Cleaning up and backing up the Cloudera AI Workbench database manually
With the help of the script you can manually back up and clean up the Cloudera AI Workbench database.
- Configure the Workbench
kubeconfig
by setting it as an environment variable for the script to access. Use the following command:export KUBECONFIG=<your kubeconfig>
The script prompts you to specify a directory to store the backup file, define the retention time (entries older than this will be cleaned up), and optionally provide a Workbench name.
The result is an .sql
file as a snapshot of the Cloudera AI database.
#!/bin/bash
DB_NAME="sense"
# Ask for database configuration
read -p "Enter backup directory: " BACKUP_DIR
while true; do
read -p "Enter retention time (e.g., '30 days', '2 months'): " RETENTION_TIME
# Validate format: number + space + interval unit (singular or plural)
if [[ "$RETENTION_TIME" =~ ^[1-9][0-9]*\ (day|days|month|months|year|years|hour|hours|minute|minutes|second|seconds)$ ]]; then
break
else
echo "Invalid retention time format. Please use formats like '30 days', '2 months', or '1 year'."
fi
done
read -p "If on premises, enter workbench name: " INPUT_NAMESPACE
K8S_NAMESPACE=${INPUT_NAMESPACE:-mlx}
DB_POD="db-0"
# Table, timestamp column, and optional extra condition
TABLES=(
"dashboards:created_at:finished_at IS NOT NULL"
"dashboard_pods:created_at:status != 'running'"
"model_deployments:created_at:stopped_at IS NOT NULL"
"user_events:created_at:"
)
# Ensure backup directory exists
if ! mkdir -p "$BACKUP_DIR"; then
echo "Error: Failed to create or access backup directory '$BACKUP_DIR'. Check your permissions." >&2
exit 1
fi
echo "Backup directory verified: $BACKUP_DIR"
# Create a timestamped backup file
BACKUP_FILE="$BACKUP_DIR/${DB_NAME}_backup_$(date +"%Y%m%d%H%M%S").dump"

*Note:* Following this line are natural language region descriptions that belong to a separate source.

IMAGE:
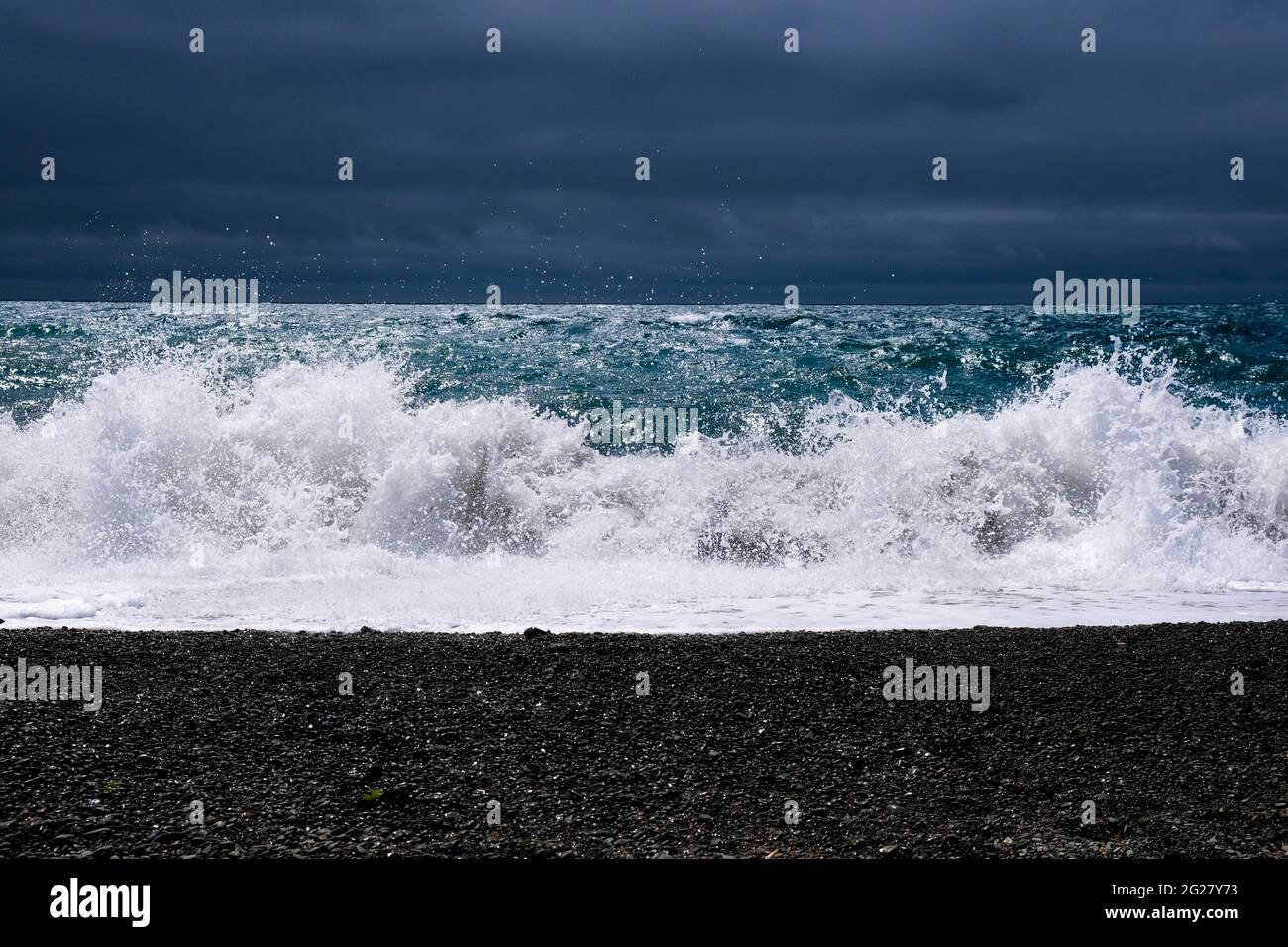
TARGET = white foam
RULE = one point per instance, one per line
(318, 496)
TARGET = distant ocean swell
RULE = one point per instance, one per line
(170, 483)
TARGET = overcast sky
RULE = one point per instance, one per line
(768, 167)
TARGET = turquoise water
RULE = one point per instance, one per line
(735, 364)
(437, 467)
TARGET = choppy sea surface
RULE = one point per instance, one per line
(433, 468)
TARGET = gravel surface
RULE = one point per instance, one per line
(734, 729)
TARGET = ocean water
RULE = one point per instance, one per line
(433, 468)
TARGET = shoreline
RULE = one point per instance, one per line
(1136, 719)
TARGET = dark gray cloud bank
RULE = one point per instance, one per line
(767, 167)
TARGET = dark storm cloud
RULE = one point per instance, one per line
(768, 167)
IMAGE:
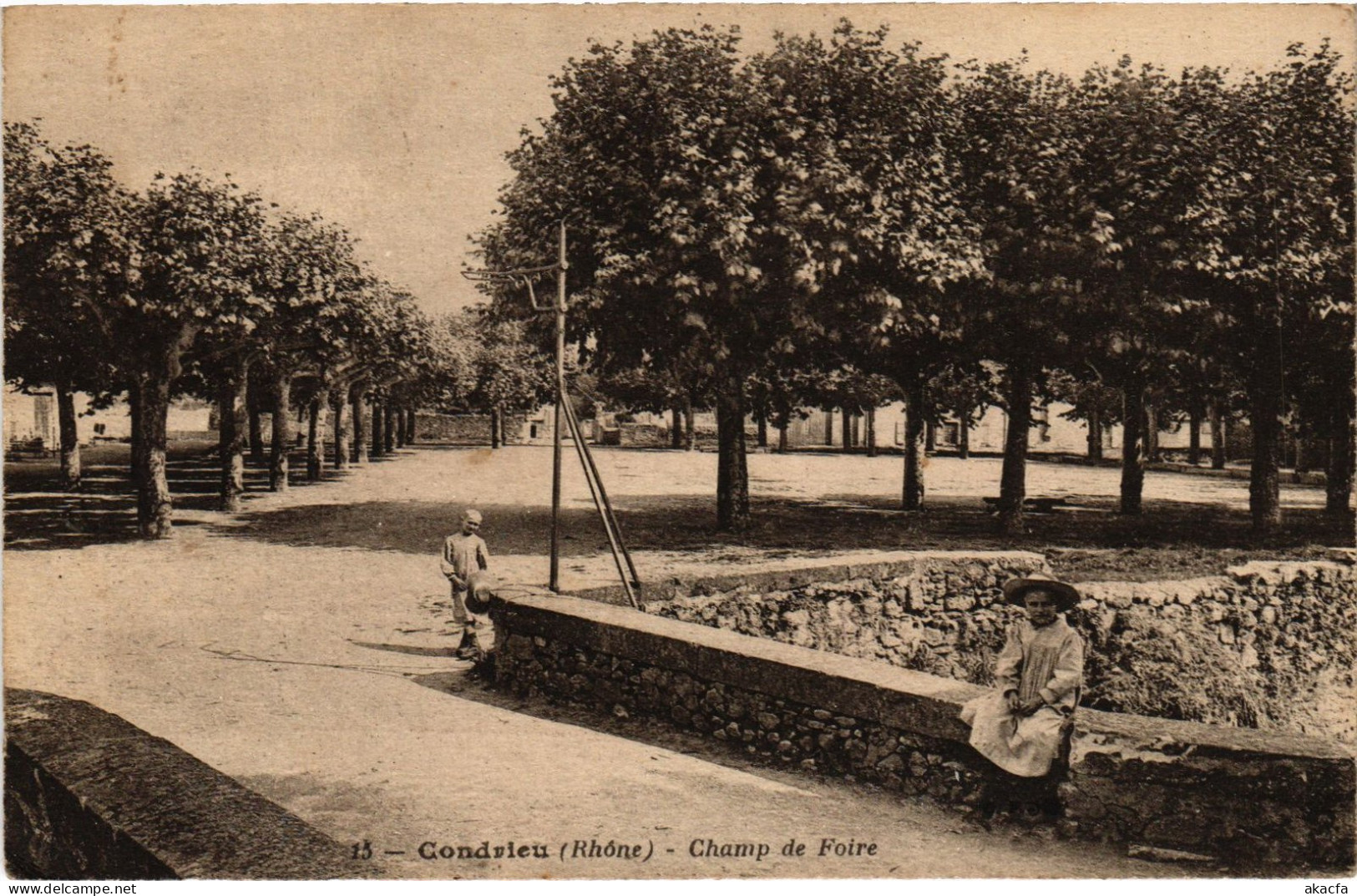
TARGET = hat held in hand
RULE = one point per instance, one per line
(481, 588)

echo "Backup file path: $BACKUP_FILE"
# Inside the pod: create the dump file
kubectl exec -n "$K8S_NAMESPACE" -c db "$DB_POD"-- pg_dump -d "$DB_NAME" -F c -f /tmp/db_backup.dump
# Then copy it to local
kubectl cp -c db "$K8S_NAMESPACE/$DB_POD:/tmp/db_backup.dump" "$BACKUP_FILE"
if [ $? -eq 0 ]; then
echo "Backup created successfully: $BACKUP_FILE"
else
echo "Backup failed!" >&2
exit 1
fi
# Prompt the user for confirmation before cleanup
read -p "Are you sure you want to delete old entries from the database? (yes/no): " CONFIRM
if [[ "$CONFIRM" != "yes" ]]; then
echo "Cleanup aborted by user."
exit 0
fi
# Clean up old entries from multiple tables
for ENTRY in "${TABLES[@]}"; do
IFS=":" read -r TABLE TIMESTAMP_COLUMN EXTRA_CONDITION <<< "$ENTRY"
# Build base DELETE query
DELETE_QUERY="DELETE FROM $TABLE WHERE $TIMESTAMP_COLUMN < NOW() - INTERVAL '$RETENTION_TIME'"

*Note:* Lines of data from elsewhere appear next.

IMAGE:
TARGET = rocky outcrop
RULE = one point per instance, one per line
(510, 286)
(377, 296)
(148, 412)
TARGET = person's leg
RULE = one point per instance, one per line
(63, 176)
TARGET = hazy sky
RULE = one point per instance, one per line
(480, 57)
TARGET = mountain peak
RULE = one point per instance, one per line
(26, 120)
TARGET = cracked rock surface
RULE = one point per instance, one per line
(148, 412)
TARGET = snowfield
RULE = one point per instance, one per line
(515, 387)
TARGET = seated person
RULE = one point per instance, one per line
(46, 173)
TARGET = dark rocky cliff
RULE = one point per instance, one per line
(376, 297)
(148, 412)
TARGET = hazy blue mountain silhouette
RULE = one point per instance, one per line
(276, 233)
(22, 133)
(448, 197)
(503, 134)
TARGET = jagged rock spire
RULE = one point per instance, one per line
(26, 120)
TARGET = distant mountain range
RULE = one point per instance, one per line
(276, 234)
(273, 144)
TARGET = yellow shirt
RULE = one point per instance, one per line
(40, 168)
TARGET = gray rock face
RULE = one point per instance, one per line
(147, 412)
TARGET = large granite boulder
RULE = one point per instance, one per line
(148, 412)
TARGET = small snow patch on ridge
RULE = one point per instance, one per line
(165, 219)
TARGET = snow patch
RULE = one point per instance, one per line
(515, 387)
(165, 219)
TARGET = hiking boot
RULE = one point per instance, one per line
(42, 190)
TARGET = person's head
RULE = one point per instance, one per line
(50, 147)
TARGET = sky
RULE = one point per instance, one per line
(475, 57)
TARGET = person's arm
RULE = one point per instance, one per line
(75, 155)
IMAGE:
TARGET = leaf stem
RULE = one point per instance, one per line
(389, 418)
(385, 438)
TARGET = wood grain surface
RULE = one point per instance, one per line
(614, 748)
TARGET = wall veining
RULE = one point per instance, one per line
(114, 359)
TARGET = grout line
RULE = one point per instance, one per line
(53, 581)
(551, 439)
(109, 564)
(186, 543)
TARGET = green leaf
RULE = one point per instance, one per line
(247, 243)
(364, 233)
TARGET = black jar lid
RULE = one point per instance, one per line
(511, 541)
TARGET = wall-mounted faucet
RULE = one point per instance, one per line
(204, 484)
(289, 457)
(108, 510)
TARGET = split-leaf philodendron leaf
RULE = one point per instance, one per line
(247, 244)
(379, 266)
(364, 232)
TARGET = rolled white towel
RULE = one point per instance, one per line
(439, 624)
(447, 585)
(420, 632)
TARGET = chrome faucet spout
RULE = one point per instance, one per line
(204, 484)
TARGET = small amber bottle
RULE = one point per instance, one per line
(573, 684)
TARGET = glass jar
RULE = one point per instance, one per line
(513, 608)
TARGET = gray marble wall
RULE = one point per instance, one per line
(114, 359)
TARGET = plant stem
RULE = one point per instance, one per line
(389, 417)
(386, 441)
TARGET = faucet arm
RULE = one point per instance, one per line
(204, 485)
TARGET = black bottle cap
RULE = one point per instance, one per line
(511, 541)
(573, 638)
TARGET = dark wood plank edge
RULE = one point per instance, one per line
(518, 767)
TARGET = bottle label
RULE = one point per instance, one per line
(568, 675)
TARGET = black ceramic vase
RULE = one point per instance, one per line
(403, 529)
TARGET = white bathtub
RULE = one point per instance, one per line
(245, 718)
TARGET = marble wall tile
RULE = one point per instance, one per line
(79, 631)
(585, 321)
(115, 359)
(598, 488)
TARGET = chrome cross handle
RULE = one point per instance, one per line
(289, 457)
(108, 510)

# Append extra condition if present
if [ -n "$EXTRA_CONDITION" ]; then
DELETE_QUERY+=" AND $EXTRA_CONDITION"
fi
echo "Executing cleanup query on $TABLE: $DELETE_QUERY"
# Execute the cleanup query using kubectl exec
kubectl exec -n "$K8S_NAMESPACE" -c db "$DB_POD" -- psql -d "$DB_NAME" -c "$DELETE_QUERY"
if [ $? -eq 0 ]; then
echo "Old entries deleted successfully from $TABLE."
else
echo "Error: Failed to delete old entries from $TABLE. Cleanup process interrupted — not all tables were processed." >&2
exit 1
fi
done
echo "Backup and cleanup completed successfully."